The Community Relations Council has published a book based on research conducted under the EU Programme for Peace and Reconciliation (Peace II). Entitled ‘A Sustainable Peace?’ the publication contains articles by 12 researchers on themes covering politicians, former political prisoners, trade unions, the voluntary sector, interface conflict, truth recovery processes, and young people.
Speaking at the book launch (7 March) at Belfast Castle, Dr Duncan Morrow, CRC’s Chief Executive, who also contributed to the book, said:
“The future success of the peace process depends on continuing to face rather than shirk hard questions. This research reflects reports from the frontline and demonstrates that reconciliation is still ahead of us, and absolutely depends on ongoing transformation.”
“Peace is not an event, but an ongoing process. Ultimately, the most difficult aspect of generating and sustaining peace has proved to be the challenge of transforming the legacy of past division and conflict into the semblance of a shared future.”

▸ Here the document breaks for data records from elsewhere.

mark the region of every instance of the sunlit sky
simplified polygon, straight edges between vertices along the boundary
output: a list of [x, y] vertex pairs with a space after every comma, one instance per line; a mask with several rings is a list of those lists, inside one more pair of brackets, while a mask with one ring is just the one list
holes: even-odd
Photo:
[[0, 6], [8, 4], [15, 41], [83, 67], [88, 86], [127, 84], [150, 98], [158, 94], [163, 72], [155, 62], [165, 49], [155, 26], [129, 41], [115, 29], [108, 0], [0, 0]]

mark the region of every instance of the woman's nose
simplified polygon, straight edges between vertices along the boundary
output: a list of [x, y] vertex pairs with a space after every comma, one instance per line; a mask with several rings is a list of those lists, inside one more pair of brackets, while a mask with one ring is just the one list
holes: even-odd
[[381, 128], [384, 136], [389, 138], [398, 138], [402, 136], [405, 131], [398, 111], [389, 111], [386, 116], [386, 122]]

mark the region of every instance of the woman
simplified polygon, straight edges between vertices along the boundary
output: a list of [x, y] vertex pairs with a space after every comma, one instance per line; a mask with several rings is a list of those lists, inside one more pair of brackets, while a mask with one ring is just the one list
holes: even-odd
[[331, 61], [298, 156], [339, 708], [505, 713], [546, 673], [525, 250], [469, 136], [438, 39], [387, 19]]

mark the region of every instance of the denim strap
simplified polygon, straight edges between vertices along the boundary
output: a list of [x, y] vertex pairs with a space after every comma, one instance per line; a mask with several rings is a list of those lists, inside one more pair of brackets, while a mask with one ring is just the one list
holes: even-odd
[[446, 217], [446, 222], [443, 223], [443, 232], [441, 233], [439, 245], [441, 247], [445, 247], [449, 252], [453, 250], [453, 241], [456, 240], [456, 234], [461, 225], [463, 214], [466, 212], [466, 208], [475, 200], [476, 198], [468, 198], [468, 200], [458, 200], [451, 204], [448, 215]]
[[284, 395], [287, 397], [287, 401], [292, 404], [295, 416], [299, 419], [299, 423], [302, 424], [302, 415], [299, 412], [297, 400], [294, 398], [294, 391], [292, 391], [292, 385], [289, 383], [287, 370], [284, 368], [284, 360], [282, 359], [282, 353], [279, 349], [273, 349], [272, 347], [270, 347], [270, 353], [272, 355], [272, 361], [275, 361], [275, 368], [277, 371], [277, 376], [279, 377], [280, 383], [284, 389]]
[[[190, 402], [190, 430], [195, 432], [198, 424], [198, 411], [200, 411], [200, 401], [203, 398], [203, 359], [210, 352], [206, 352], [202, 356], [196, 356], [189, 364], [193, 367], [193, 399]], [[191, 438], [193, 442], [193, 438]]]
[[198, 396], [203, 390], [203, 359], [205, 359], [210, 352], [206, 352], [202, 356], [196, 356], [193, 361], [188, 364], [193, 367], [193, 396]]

Among the researchers were Brandon Hamber and Grainne Kelly who carried out research on ‘The Challenge of Reconciliation: Translating Theory into Practice’. As a result of their research the EU Peace Programme has adopted their definition of reconciliation. They note ‘Programmes which may have been funded in the past which had little or no focus on reconciliation (such as a limited economic regeneration programme with a poorly articulated vision of how this would lead to peace and reconciliation) now have to convey their reconciliation vision more clearly and improve their practice, or fail to be funded.’
Other contributors to the book include researchers from the Institute for Conflict Research (ICR) who examined mixed housing (Shared Living) projects, interface violence between Short Strand and Inner East Belfast, and attitudes of young people to violence and disorder.
ICR researcher Jonny Byrne who completed research on ‘Shared Living: Mixed residential communities in Northern Ireland’ said:
‘Our findings highlighted the importance residents of mixed areas placed on environments and structures within their community that could be accessed by everyone, regardless o f community background. This created the space where people could meet and interact, foster and sustain relationships.’ The research has provided a basis for new shared housing projects.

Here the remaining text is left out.